Cryptographic hash functions are complex mathematical calculations. Therefore understanding them requires a considerable amount of time and patience. However, they all have things in common: an input, a cryptographic algorithm, and an output.

Recently, I had a chance to study some popular cryptographic hash functions, such as MD5 and SHA-1, and tried to understand how they really work. Wikipedia pages I linked include a considerable amount of information already, and more can be found online, but what I want to do was understand similarities between them and write my own primitive hashing function in Go.

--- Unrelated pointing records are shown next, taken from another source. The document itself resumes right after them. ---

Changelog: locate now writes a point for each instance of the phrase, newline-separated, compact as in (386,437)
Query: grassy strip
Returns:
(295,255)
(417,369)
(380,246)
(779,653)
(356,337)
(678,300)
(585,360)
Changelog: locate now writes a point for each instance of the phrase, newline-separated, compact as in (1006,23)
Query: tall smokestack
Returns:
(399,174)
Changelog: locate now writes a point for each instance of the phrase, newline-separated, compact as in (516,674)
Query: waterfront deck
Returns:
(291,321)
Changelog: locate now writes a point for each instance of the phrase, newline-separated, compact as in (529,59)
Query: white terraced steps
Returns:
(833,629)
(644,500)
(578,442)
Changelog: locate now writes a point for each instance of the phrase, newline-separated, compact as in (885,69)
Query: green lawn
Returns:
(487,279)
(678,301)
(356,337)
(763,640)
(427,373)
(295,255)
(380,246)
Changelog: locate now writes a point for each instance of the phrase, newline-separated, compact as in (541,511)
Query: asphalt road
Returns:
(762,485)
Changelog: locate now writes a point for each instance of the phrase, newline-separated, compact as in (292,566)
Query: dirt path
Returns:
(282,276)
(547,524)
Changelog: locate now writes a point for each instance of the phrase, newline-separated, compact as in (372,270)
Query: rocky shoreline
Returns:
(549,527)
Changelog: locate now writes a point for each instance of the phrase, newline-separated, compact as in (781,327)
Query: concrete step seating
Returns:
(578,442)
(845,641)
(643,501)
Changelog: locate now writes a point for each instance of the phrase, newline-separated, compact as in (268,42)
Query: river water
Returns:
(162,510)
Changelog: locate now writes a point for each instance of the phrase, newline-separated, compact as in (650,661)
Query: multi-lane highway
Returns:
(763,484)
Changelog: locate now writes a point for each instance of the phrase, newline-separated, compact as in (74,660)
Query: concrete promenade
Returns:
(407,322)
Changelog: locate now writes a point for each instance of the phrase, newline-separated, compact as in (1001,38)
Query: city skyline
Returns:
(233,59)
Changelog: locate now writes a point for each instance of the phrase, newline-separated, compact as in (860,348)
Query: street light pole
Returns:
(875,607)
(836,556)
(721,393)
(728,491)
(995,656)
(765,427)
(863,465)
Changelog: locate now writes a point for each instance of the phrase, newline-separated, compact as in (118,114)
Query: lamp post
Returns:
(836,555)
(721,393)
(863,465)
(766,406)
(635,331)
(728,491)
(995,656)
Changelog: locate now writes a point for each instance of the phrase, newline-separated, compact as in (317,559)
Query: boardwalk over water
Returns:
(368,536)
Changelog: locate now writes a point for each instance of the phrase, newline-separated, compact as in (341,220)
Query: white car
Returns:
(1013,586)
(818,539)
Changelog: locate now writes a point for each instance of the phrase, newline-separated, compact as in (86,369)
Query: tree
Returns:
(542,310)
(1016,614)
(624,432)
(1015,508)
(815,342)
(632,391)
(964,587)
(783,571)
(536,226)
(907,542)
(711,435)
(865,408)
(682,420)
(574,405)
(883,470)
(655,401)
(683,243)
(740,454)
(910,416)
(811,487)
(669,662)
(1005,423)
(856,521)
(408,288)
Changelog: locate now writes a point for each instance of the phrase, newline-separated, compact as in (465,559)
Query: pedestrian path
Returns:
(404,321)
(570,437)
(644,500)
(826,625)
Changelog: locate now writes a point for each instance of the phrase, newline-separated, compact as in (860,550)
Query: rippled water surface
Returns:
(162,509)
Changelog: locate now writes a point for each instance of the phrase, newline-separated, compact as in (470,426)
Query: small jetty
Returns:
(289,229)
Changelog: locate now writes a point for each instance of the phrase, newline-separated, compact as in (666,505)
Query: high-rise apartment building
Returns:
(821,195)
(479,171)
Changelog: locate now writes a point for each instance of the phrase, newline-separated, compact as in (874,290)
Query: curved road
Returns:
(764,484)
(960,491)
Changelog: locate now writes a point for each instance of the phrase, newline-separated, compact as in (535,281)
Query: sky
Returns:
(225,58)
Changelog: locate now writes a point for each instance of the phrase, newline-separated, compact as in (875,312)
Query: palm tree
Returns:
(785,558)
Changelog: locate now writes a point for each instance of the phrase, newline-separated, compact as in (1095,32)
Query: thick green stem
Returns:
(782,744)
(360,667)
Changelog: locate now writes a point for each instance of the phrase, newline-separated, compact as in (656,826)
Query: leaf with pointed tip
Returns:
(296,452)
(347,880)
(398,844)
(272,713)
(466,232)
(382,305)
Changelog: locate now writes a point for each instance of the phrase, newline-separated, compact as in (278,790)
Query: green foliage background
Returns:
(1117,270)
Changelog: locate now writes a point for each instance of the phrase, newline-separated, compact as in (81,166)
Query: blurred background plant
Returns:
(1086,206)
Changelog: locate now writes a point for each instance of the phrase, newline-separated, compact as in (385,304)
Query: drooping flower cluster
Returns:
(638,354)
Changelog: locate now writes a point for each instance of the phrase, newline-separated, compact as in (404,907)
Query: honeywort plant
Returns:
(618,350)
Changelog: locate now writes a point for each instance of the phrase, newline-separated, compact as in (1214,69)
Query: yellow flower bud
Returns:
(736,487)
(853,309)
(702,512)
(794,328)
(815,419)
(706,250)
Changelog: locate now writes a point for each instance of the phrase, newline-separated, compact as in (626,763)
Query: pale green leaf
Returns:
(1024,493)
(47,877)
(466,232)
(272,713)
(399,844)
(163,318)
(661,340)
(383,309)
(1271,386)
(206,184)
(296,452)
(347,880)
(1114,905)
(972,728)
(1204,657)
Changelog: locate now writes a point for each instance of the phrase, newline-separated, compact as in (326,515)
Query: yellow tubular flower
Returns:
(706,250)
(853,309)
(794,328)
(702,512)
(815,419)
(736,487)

Splitting an input into chunks, dividing chunks into fixed-sized bit blocks, adding bits, padding messages with 0 bit, shifting bits, running xor on bits, and so on are some common methods that can you come across in many hashing algorithms. I will not use all these practices in my “primitive” implementation, but I will cover enough to make a reader get started.

First, let’s start by remembering the requirements for any hashing algorithm:

  • Infeasible to produce a given digest (you can’t guess possible plaintext messages)
  • Impossible to extract original message (hashing must be one-way)
  • Slight changes in the original message should produce drastic changes in the digest
  • Resulting digest is fixed-width (length)
  • Should be fast, but also not too fast!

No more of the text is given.